2. Faktor Prespitasi
Faktor prespitasi dapat bersumber dari klien, lingkungan atau interaksi
dengan orang lain. Kondisi klien seperti kelemahan fisik (penyakit fisik),
keputusan, ketidakberdayaan, percaya diri yang kurang dapat menjadi
penyebab perilaku kekerasan. Demikian pula dengan situasi lingkungan
yang ribut, padat, kritikan yang mengarah pada penghinaan, kehilangan
orang yang dicintai/ pekerjaan dan kekerasan merupakan faktor penyebab
yang lain. Interaksi sosial yang provokatif dan konflik dapat pula memicu
perilaku kekerasan.

D. Rentang Respon dari Perilaku Kekerasan


Respons kemarahan dapat berfluktuasi dalam rentang adaptif - mal adaptif.
Rentang respon kemarahan dapat digambarkan sebagai berikut :
Rentang Respon Marah

Respon adaptif Respon Maladaptif

Asertif Frustasi Pasif Agresif Amuk

1. Respon Adaptif
a) Asertif, adalah mengemukakan pendapat atau mengekspresikan rasa
tidak senang atau tidak setuju tanpa menyakiti lawan bicara.
b) Frustasi, adalah suatu proses yang menyebabkan terhambatnya
seseorang dalam mencapai keinginannya.

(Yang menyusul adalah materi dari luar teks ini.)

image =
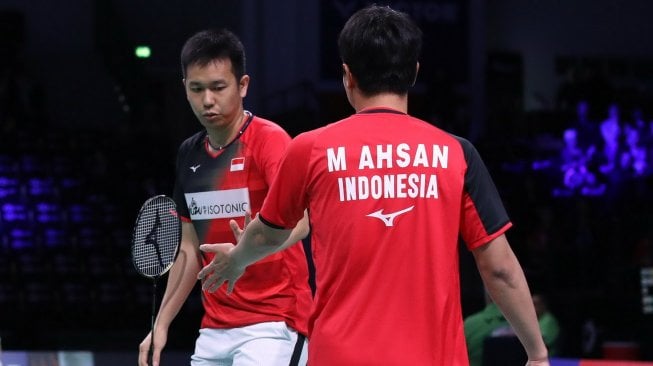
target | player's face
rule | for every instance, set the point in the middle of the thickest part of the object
(214, 94)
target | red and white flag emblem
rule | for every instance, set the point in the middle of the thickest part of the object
(237, 164)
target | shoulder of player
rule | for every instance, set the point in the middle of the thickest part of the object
(196, 140)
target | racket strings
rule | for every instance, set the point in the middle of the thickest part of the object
(156, 237)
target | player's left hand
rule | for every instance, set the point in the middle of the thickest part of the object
(238, 232)
(221, 269)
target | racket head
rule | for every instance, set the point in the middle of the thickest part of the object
(156, 237)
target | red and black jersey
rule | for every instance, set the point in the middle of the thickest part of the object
(211, 189)
(388, 196)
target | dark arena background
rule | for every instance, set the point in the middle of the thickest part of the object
(556, 95)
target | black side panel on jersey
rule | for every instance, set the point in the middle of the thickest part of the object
(481, 188)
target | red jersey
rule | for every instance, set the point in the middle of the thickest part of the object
(388, 197)
(213, 188)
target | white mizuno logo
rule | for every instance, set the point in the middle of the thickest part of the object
(388, 219)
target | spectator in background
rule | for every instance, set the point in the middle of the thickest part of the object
(489, 322)
(586, 129)
(611, 133)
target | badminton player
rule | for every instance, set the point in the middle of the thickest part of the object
(223, 174)
(388, 195)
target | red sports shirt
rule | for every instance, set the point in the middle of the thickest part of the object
(213, 188)
(388, 197)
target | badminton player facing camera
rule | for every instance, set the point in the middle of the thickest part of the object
(223, 174)
(389, 196)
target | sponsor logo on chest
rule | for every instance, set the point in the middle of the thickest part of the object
(222, 204)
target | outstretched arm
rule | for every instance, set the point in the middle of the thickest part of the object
(505, 281)
(300, 231)
(257, 242)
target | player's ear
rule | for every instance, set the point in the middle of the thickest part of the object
(243, 84)
(416, 72)
(348, 80)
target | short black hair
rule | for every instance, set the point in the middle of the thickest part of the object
(213, 44)
(381, 47)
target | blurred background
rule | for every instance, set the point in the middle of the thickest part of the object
(556, 95)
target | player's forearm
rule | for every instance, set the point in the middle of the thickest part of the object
(509, 290)
(258, 241)
(300, 231)
(181, 280)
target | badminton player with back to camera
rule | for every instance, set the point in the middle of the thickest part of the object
(223, 173)
(389, 196)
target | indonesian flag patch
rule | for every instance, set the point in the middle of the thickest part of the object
(237, 164)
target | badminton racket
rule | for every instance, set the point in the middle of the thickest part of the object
(155, 244)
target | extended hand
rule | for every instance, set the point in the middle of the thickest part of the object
(238, 232)
(221, 269)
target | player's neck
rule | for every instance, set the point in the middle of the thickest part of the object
(388, 100)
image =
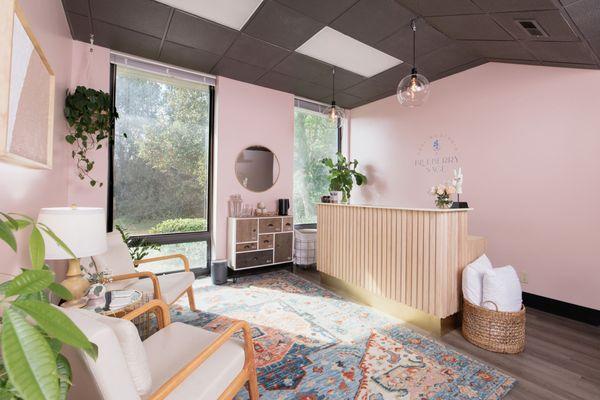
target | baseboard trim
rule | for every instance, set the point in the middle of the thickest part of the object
(563, 309)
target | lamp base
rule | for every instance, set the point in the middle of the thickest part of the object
(75, 282)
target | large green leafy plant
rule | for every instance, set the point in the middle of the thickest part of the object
(343, 174)
(33, 331)
(89, 114)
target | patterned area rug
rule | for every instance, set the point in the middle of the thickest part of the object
(311, 344)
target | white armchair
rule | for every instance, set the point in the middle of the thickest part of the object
(178, 362)
(168, 287)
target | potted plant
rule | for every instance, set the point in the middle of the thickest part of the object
(89, 114)
(33, 330)
(342, 176)
(442, 193)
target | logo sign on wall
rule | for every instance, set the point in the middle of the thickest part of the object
(437, 155)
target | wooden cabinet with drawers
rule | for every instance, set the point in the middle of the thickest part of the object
(259, 241)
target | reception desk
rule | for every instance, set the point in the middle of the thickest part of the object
(406, 261)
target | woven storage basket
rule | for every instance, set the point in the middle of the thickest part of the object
(498, 331)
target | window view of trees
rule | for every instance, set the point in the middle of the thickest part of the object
(315, 138)
(161, 165)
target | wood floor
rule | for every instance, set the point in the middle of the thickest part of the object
(561, 358)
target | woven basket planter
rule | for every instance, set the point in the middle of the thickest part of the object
(497, 331)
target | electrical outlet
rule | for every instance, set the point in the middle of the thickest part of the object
(523, 277)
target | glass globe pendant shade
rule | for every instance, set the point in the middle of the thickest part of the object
(334, 112)
(413, 90)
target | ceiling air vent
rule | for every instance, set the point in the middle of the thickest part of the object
(532, 27)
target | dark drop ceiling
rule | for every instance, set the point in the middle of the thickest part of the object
(452, 36)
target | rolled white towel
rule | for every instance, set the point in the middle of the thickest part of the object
(472, 279)
(501, 286)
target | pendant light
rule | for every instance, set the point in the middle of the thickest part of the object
(413, 89)
(334, 112)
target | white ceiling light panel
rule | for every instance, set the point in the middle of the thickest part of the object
(335, 48)
(231, 13)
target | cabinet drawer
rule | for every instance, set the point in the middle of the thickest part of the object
(246, 230)
(270, 225)
(284, 246)
(288, 224)
(245, 246)
(265, 241)
(252, 259)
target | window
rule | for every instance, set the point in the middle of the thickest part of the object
(161, 163)
(316, 137)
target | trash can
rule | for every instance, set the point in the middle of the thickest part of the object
(305, 247)
(218, 272)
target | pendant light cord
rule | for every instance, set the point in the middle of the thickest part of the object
(333, 81)
(413, 25)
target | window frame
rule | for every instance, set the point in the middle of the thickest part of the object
(340, 138)
(176, 237)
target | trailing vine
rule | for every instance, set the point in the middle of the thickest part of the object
(89, 114)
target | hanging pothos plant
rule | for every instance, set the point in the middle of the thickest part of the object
(89, 113)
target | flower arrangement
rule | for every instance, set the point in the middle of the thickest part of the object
(443, 193)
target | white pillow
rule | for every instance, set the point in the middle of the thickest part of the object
(473, 279)
(501, 287)
(133, 350)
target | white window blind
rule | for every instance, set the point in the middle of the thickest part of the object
(161, 69)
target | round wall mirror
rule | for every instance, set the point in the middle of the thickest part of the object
(257, 168)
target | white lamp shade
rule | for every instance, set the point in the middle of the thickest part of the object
(82, 229)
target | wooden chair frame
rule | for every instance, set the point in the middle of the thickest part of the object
(247, 374)
(155, 282)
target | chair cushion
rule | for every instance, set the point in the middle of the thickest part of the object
(134, 352)
(472, 279)
(171, 285)
(174, 346)
(116, 260)
(109, 376)
(501, 286)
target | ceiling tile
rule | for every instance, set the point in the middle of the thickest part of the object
(370, 21)
(458, 68)
(551, 21)
(121, 39)
(187, 57)
(441, 7)
(256, 52)
(341, 50)
(281, 25)
(311, 90)
(323, 11)
(391, 77)
(567, 52)
(301, 66)
(444, 59)
(231, 13)
(275, 80)
(238, 70)
(144, 16)
(342, 99)
(400, 43)
(200, 34)
(343, 78)
(77, 6)
(80, 26)
(515, 5)
(501, 49)
(470, 27)
(586, 15)
(369, 88)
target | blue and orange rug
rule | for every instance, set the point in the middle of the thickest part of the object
(311, 344)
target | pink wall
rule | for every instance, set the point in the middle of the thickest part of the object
(527, 138)
(250, 115)
(27, 190)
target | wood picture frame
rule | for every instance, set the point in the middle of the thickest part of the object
(27, 90)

Individu tersebut tidak
dapat menerima atau menunda sementara sambil menunggu
kesempatan
memungkinkan.Selanjutnya individu merasa tidak mampu dalam
mengungkapkan perannya dan terlihat pasif.
2. Respon transisi
Pasif adalah suatu perilaku dimana seseorang merasa tidak mampu untuk
mengungkapkan perasaannya sebagai usaha mempertahankan hak-haknya.
Klien tampak pemalu, pendiam, sulit diajak bicara karena merasa kurang
mampu, rendah diri atau kurang menghargai dirinya.
3. Respon maladaptive
a) Agresif, adalah suatu perilaku yang mengerti rasa marah,
merupakan dorongan mental untuk bertindak (dapat secara
konstruksi/destruksi) dan masih terkontrol. Perilaku agresif dapat
dibedakan dalam 2 kelompok, yaitu pasif agresif dan aktif agresif.
b) Pasif agresif, adalah perilaku yang tampak dapat berupa
pendendam, bermuka asam, keras kepala, suka menghambat dan
bermalas-malasan.
c) Aktif agresif, adalah sikap menentang, suka membantah, bicara
keras, cenderung menu0ntut secara terus menerus, bertingkah laku
kasar disertai kekerasan.
d) Amuk, adalah rasa marah dan bermusuhan yang kuat dan disertai
kehilangan kontrol diri. Individu dapat merusak diri sendiri, orang
lain atau lingkungan. (Stuart and Sudeen, 1998).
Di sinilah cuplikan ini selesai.